К моему изумлению, величайший Дау сам подошел к телефону.
Растерявшись, заикаясь, я начал что-то ему объяснять. Он прервал:
— Давайте кратко: что вам от меня нужно?
Я (косноязычно):
— Мне бы поговорить.
Он:
— Приезжайте!
Я:
— Когда?
— Сейчас, — сказал он, продиктовал адрес и тотчас повесил трубку.
Я был потрясен. Ведь величайший Дау не знал про меня ничего.
И я приехал к нему.
Вошел в квартиру и сумел произнести только «Здравствуйте». И больше — ни слова.
Он обрушил на меня длинный монолог — водопад парадоксов. Он сообщил мне, что математики, как науки, вообще не существует, что это спорт, вроде игры в шахматы. И вообще, математику надо давно передать в институт физкультуры и спорта. И что ни одной из задачек по математике, которые при поступлении в университет задают абитуриентам, он, Ландау, не решил бы…
И так далее. Все это я записал и честно целиком вставил в пьесу.
Он закончил говорить и… простился со мной. Он так и не поинтересовался — кто я, что я думаю о сказанном. Я был ему неинтересен.
Как же распирала, раздирала его жажда говорить, точнее, мыслить вслух, еще точнее — эта игра в парадоксы, коли он мог целый час посвятить совершенно неизвестному, неинтересному ему молодому человеку!
Эту пьесу о физиках «Вам 22, старики!» и принял театр.
Театр Ленинского комсомола в это время, мягко говоря, не очень посещался. После смерти своего знаменитого главного режиссера Ивана Берсенева он потихоньку загнивал.
Но именно тогда в театр пришла группа молодых актеров. В моей пьесе играли те, кто потом пройдет через мою жизнь — Александр Ширвиндт, Михаил Державин и Ольга Яковлева.
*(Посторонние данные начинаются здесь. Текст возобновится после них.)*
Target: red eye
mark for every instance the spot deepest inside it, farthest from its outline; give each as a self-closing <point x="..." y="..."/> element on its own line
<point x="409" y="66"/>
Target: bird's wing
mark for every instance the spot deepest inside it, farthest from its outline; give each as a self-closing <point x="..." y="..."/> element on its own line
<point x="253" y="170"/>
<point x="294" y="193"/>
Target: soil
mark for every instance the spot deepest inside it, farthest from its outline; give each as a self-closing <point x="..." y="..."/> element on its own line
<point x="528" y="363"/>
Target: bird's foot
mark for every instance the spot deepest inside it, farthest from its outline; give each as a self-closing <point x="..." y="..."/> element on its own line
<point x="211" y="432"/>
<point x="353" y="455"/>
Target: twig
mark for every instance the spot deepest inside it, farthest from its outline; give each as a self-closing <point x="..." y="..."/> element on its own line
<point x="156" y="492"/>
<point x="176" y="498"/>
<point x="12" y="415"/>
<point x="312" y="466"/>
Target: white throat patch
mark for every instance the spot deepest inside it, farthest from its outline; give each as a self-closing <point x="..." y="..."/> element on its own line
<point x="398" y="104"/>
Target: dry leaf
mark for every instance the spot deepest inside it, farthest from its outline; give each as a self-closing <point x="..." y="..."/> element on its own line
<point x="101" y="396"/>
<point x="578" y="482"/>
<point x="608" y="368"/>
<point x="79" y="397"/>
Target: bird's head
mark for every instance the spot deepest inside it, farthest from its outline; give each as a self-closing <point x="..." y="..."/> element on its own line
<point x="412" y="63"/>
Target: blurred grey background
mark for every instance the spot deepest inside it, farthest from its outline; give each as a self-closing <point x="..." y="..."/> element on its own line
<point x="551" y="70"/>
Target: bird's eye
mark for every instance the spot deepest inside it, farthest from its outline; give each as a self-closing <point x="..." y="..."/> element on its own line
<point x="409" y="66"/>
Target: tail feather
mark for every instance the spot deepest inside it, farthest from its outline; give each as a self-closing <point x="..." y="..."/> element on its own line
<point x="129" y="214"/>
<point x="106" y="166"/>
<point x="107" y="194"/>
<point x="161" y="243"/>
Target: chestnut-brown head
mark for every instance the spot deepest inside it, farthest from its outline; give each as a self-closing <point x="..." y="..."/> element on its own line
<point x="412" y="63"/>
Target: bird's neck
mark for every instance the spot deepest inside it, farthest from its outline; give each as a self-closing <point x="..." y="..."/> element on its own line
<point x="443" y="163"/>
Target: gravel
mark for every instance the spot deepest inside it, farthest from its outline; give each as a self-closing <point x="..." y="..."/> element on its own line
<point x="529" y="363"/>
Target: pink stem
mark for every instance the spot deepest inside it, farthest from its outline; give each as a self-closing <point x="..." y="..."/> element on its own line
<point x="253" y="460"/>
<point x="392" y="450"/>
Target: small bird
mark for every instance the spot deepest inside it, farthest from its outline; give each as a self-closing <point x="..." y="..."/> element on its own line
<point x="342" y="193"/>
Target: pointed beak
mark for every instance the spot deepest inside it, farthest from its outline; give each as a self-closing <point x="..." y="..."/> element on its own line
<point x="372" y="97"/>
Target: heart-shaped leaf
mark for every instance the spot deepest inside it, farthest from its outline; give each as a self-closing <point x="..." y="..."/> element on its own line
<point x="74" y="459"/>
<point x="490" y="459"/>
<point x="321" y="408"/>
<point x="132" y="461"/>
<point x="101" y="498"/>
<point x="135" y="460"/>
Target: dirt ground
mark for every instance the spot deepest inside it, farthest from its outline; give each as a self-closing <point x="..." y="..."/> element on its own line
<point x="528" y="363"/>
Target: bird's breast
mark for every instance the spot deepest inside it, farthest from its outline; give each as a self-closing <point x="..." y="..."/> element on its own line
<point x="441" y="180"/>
Играл Всеволод Ларионов — актер, которым бредила страна. Он снялся в популярнейшем фильме «Пятнадцатилетний капитан». И в его героя были влюблены все девочки воистину необъятной тогда родины.
Ширвиндта я узнал раньше. Впервые увидел его в Театральном училище имени Щукина (или попросту в «Щуке»), где вместе с ним училась моя первая жена. Узнав о моем возрасте (я придумал жениться в 10-м классе), он тотчас посоветовал ей подарить мне на свадьбу пионерский галстук.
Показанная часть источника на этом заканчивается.